By Neville S. Roche, ContributorTHE CELEBRATED Pakistan Economist Mahbub Ul Haq died July 16, 1998. He is widely regarded as the outstanding visionary of development economics. While attending Ivy League Universities (Yale, Cambridge and Harvard) in the 1950s, Mr. Ul Haq was exposed to the "prevailing wisdom" of measuring development by looking solely at economic growth, i.e. growth in gross domestic product (GDP).
Many economists expressed disquiet about this emphasis on economic growth, which led to conventional usage development becoming a synonym for economic growth. Dudley Seers, Dennis Goulet and Donald Warwick all had profound misgivings.
Seers (1972) asked poignantly "Why do we confuse development with economic growth?" The enterprising Mahbub set about devising a more accurate and meaningful measure of development.
PIONEERING WORK
Several decades later, his pioneering work refined and honed by rigorous analysis found tangible expression in the human development report founded by him in 1990 under the auspices of the United Nations Development Programme.
The Human Development Report as devised by the ingenious Mr. Haq is an index for human development which measures national well being: life expectancy, education, welfare and of course wealth. This comprehensive view of development is really about expanding the choices people have and creating at the same time an environment in which they can develop their full potential and lead productive creative lives.

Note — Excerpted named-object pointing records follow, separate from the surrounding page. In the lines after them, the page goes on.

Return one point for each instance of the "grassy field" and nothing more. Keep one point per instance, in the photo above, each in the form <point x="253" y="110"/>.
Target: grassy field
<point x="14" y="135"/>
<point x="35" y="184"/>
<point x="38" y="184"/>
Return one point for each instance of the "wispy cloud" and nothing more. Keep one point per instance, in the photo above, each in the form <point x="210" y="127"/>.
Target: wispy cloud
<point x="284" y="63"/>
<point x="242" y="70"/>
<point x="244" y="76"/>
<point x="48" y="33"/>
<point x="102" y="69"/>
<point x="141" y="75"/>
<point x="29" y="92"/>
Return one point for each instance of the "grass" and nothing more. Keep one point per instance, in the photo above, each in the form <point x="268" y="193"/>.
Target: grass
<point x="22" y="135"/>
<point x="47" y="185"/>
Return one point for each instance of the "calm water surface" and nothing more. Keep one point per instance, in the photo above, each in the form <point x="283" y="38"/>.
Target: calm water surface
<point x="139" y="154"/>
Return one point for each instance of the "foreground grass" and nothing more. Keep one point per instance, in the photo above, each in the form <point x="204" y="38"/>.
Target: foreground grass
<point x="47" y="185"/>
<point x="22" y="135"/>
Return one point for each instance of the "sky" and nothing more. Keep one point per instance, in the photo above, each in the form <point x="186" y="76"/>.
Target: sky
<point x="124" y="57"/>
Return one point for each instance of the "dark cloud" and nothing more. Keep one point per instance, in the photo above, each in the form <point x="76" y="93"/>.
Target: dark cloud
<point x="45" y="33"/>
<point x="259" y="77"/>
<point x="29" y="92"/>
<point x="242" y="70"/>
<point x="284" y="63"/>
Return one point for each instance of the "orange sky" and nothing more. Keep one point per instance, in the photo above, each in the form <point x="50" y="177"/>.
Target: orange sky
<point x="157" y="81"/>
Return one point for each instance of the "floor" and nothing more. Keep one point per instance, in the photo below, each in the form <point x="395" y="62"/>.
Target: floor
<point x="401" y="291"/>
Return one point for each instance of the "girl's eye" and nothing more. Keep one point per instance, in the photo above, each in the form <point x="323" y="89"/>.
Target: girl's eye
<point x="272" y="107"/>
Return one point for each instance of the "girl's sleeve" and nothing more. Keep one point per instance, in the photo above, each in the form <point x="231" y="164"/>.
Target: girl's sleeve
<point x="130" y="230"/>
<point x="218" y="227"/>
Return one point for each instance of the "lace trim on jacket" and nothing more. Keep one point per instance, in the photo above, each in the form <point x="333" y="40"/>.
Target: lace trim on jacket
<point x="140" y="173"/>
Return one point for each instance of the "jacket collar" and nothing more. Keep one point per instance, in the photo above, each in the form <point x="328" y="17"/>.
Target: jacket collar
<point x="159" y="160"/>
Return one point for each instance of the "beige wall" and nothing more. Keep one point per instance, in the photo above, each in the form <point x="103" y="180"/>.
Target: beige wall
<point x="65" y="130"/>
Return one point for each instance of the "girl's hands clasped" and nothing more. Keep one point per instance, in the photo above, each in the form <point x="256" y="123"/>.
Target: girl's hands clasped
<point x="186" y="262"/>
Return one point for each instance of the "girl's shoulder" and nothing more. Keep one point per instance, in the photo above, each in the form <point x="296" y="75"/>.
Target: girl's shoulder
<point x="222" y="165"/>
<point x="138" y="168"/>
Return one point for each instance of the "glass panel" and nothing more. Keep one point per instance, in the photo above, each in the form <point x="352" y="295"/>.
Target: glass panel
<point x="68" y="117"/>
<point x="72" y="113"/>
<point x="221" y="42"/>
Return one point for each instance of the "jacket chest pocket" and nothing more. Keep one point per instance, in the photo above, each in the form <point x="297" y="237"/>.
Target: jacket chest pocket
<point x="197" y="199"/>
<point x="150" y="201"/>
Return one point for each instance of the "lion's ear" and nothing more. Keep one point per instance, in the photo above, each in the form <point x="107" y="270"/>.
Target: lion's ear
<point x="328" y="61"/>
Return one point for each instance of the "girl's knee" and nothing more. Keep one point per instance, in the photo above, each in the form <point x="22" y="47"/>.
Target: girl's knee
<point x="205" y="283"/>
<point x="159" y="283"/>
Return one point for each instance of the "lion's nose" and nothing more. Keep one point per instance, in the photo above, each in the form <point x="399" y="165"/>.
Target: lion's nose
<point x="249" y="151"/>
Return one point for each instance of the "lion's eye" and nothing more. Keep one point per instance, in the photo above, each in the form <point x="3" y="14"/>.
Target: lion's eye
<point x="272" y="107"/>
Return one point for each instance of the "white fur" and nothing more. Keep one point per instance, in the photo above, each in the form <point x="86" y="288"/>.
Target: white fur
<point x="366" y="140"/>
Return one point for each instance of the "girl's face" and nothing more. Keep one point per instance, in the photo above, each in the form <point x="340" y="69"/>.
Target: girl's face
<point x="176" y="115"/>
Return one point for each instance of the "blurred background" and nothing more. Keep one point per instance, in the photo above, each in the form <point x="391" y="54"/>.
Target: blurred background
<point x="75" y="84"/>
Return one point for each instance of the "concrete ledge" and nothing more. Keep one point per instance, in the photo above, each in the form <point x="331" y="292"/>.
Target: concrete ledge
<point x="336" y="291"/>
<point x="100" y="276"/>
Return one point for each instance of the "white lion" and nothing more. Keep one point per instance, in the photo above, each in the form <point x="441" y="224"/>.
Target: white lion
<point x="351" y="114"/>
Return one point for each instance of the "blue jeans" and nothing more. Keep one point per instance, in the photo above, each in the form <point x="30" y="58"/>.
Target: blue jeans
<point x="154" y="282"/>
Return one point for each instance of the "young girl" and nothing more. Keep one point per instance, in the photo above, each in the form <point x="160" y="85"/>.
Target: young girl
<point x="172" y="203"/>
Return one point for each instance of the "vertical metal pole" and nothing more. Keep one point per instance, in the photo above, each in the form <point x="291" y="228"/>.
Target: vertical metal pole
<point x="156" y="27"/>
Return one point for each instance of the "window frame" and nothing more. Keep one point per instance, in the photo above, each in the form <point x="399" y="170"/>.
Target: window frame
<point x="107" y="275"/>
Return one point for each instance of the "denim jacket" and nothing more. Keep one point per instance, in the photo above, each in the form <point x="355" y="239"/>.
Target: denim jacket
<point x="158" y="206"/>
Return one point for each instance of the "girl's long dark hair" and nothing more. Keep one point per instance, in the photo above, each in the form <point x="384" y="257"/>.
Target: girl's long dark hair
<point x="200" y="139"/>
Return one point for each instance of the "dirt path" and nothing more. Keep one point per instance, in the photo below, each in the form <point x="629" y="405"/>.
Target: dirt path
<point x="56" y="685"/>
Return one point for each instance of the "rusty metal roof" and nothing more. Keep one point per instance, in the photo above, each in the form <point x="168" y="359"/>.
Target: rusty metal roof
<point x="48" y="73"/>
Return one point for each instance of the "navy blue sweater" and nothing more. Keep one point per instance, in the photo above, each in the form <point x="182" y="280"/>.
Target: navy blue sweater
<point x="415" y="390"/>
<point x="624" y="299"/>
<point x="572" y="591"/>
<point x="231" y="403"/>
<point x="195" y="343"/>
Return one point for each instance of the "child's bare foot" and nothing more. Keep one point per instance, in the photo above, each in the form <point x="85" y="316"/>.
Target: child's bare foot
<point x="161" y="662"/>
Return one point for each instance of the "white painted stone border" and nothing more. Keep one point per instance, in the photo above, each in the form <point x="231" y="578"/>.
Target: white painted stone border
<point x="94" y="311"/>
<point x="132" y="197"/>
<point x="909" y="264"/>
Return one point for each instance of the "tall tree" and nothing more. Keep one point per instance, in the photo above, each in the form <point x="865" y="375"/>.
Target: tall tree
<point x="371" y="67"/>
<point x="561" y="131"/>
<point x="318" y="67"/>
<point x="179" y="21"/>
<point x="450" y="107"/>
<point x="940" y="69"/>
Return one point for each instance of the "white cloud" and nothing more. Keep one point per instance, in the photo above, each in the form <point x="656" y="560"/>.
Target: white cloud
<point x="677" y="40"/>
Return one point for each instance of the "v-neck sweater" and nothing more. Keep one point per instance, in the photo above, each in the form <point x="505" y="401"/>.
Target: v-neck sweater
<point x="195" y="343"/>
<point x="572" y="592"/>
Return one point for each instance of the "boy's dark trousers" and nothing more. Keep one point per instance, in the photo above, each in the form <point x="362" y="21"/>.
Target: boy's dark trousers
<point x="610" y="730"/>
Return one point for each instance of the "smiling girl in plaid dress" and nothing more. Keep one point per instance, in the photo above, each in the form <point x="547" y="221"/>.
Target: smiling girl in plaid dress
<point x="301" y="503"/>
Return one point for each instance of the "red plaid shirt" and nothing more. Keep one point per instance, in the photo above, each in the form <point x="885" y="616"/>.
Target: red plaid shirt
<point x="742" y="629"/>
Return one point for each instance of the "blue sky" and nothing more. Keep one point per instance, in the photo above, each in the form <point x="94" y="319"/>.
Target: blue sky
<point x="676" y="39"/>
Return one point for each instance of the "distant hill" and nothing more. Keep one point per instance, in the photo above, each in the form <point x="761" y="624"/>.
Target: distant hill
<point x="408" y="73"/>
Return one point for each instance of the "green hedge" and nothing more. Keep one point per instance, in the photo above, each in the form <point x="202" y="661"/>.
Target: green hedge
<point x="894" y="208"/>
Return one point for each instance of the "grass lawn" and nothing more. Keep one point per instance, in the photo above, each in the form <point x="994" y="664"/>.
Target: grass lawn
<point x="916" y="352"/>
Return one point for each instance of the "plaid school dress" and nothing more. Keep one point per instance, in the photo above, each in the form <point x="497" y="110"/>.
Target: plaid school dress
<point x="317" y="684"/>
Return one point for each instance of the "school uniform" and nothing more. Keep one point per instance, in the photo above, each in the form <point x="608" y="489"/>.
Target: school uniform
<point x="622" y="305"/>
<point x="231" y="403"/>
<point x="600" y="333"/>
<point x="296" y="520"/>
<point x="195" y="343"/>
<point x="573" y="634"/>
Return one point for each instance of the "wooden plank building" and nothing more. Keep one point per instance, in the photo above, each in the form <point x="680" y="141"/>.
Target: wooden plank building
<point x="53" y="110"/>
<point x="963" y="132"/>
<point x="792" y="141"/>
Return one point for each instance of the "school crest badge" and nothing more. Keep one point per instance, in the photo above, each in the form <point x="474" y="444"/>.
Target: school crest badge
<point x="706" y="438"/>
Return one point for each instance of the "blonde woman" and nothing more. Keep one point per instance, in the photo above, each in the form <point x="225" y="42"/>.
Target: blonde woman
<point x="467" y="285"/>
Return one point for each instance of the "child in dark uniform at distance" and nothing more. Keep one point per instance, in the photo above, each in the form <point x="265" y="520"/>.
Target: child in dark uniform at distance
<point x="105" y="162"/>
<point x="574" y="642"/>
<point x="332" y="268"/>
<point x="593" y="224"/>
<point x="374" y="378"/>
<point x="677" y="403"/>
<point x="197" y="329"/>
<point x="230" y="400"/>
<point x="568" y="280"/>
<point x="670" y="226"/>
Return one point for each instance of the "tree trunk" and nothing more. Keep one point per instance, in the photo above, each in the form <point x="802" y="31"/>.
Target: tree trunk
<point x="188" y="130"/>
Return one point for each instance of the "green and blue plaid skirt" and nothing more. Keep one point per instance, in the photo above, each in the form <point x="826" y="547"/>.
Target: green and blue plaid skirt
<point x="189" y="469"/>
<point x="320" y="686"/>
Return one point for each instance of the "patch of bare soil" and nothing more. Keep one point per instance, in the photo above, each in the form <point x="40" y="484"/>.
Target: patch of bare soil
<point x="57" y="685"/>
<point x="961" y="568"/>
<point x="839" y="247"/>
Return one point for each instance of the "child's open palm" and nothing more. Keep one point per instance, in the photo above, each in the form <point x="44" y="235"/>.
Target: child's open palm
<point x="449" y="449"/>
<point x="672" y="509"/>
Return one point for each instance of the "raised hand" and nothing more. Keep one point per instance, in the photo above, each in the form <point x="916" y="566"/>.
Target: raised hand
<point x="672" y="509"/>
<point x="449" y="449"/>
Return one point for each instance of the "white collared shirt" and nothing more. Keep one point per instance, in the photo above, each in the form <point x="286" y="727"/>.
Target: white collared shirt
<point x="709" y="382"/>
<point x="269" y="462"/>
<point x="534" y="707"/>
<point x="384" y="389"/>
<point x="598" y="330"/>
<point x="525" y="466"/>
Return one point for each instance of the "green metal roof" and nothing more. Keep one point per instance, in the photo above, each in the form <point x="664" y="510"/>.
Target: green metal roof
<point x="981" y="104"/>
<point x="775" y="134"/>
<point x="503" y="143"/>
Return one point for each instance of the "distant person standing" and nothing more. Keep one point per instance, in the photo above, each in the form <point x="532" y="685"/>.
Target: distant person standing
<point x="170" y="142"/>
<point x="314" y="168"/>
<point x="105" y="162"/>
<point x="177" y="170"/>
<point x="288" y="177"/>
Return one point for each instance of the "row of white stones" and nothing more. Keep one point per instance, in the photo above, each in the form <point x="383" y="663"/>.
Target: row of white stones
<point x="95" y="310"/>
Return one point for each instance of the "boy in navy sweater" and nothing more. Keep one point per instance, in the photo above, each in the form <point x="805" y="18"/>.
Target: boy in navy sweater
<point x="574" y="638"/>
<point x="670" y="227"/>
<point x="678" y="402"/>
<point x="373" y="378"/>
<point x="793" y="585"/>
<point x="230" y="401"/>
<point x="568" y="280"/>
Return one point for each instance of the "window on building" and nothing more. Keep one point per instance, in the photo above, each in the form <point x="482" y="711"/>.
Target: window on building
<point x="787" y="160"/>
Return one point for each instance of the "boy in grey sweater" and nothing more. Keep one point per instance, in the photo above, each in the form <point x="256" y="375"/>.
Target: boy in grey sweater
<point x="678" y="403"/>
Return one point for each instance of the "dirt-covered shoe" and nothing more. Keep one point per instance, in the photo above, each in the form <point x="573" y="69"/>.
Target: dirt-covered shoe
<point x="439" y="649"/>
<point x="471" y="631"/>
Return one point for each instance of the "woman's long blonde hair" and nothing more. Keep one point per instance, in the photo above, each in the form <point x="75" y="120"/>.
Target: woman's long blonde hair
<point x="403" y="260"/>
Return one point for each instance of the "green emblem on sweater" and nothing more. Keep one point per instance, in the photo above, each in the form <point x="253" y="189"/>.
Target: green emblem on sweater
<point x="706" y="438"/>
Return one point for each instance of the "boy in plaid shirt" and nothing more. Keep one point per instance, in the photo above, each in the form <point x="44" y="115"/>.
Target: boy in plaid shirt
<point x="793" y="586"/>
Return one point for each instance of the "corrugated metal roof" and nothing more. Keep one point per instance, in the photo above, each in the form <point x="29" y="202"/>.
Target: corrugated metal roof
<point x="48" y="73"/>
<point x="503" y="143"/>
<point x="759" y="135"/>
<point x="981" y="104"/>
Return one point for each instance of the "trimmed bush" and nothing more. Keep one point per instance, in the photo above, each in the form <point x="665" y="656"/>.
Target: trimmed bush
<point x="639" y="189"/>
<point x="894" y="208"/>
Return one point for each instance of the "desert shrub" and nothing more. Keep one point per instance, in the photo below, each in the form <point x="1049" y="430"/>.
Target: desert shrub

Development is much more than economic growth, which is a means albeit very important one of enlarging peoples choices.
Early in his career he worked at the World Bank but it proved too small and limiting a stage for the flamboyant irrepressible intellectual. His own country, Pakistan appointed him Minister of Finance under General Zia Ul Haq's government 1985-1988.
The outspoken economist with a concern for the poor tried to tax the 22 families that controlled Pakistan's economy. Predictably he was unsuccessful. Undaunted, he started the human development two years later.
PROFOUND AND ENGAGING
A persuasive and compelling speaker, Mr. Ul Haq was pragmatic yet profound and engaging in the promotion of his thesis.
Richard Jolly, a colleague, remembers him thus: 'He would hold audiences spellbound, weaving together his proposals and vision in a subtle mixture of technical analysis, political cunning and with the uncompromising tones of the true preacher".
So pervasive has been his influence that many countries now have Human Development Centres producing annual reports.
Is there any hope for poor developing countries? Yes would be his answer. He loved to cite example of Costa Rica as a country that had virtually abolished its army and was spending a third of its national income on education and health. It is one of the most prosperous democracies in Central America.
Noble in vision, worthy in motive, penetrating in intellect and gracious in spirit, Mahbub Ul Haq would be the first to find resonance with Aristotle's "wealth is evidently not the good we are seeking, for it is merely useful for the sake of something else".